Republicans have a bigger problem than whether to go after the president for Benghazi or the IRS. In a report commissioned by the College Republicans, young people are overwhelmingly negative about the GOP, calling them "racist, rigid and old-fashioned."
Here are some interesting quotes from the report, which you can download here.
Who will try harder?
For those respondents who said they approved fo the job Obama had been doing as president, the number one word they used? "Trying." He was trying. Young voters were disappointed in Obama's performance but gave him credit for attempting to improve the situation. In our focus groups, many respondents strongly defended President Obama even while acknowledging the mediocrity of the last four years. And when it came to "trying," they doubted Republicans would do any better; that same survey showed only one in four young people thought Mitt Romney would put into place policies that would make it easier for young people to get jobs.
In the August XG survey, young voters handed Democrats a heavy advantage on the issue, preferring their handling of health care to Republicans' by a 63-37 margin...repealing Obamacare had the second lowest number of young people saying they thought it would make them better off (37 percent)...
Many of of the young people in our focus groups noted that they thought everyone in America should have access to health coverage.
Student Loan Debt
Student loans are seen as a weight around the necks of young voters, an obstacle that prevents them from achieving their goals.
Unfortunately for the GOP, the Republican Party has been painted -- both by Democrats and by unhelpful voices in our own ranks -- as holding the most extreme anti-abortion position (that it should be prohibited in all cases). Furthermore, the issue of protecting life has been conflated with issues around the definition of rape, funding for Planned Parenthood, and even contraception.
Yet it was unmistakable in the focus groups that gay marriage was a reason many of these young voters disliked the GOP. As one young man in our Columbus focus group put it, "In this last election, everyone said that the biggest issue was the economy.
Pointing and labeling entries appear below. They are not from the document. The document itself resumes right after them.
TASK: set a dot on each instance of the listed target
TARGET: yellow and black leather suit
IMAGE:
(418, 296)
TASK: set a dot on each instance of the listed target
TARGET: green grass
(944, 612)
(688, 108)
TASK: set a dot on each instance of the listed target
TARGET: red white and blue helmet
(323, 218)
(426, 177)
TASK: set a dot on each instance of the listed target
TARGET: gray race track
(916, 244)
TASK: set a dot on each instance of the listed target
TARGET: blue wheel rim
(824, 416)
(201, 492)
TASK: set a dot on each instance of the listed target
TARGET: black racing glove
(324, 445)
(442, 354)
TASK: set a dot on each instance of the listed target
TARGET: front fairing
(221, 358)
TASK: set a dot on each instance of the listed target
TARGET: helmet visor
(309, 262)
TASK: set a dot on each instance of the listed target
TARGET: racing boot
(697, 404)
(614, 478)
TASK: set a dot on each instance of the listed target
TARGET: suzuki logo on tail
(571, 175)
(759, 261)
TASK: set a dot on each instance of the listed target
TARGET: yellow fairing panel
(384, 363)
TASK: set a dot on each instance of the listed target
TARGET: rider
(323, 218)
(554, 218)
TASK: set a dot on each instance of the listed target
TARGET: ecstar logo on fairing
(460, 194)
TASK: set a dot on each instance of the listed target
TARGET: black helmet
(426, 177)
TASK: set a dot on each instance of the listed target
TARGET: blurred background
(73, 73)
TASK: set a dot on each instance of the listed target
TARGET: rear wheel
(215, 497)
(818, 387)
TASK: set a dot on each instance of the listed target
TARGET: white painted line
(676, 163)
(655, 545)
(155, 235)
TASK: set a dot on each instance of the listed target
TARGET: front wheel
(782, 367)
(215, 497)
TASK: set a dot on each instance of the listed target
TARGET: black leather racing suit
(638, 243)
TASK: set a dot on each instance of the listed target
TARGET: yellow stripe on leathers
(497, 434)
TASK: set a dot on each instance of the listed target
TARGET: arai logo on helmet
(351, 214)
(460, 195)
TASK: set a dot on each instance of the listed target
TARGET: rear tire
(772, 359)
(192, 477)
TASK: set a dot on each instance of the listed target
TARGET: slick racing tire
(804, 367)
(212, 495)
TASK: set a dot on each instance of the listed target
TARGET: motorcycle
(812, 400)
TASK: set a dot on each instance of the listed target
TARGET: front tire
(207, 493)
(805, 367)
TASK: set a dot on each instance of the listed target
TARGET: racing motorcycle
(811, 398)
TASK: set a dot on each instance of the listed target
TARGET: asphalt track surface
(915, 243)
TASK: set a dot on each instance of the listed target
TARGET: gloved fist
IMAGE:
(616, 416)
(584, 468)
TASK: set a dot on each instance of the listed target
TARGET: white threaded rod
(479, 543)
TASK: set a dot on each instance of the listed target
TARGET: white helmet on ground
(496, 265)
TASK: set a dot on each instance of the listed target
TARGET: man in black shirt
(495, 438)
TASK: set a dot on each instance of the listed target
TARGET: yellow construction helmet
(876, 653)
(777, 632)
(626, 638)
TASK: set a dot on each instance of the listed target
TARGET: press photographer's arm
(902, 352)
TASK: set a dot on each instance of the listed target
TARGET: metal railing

I think to a lot of people that definitely was the case, but that comes to things we talked about earlier, where you can agree with so much of their things, but if there is just that one thing -- a lot of those social issues that you can't get behind -- and see, everything is in two buckets, and if one of those things in those buckets is something you just can't agree with then [it doesn't] matter what else is there, economic or otherwise.
General perception of the GOP
Asked which words least described the GOP, respondents gravitated toward "open-minded" (35%), "tolerant" (25%), "caring" (22%), and "cooperative" (21%).
Immigration and Demographics
The issue of the Republican Party's challenges with the youth vote and the part's challenges with non-white voters are inseparable.
I don't see these things changing any time soon. Marco Rubio is already stepping away from his bold posture on immigration while the House of Representatives repeals Obamacare yet again. This isn't a branding problem; it's a leadership and funding problem. As long as old-fashioned rigid bigots hold the pursestrings, that party isn't going to change in a way that would attract young voters now or in the near future.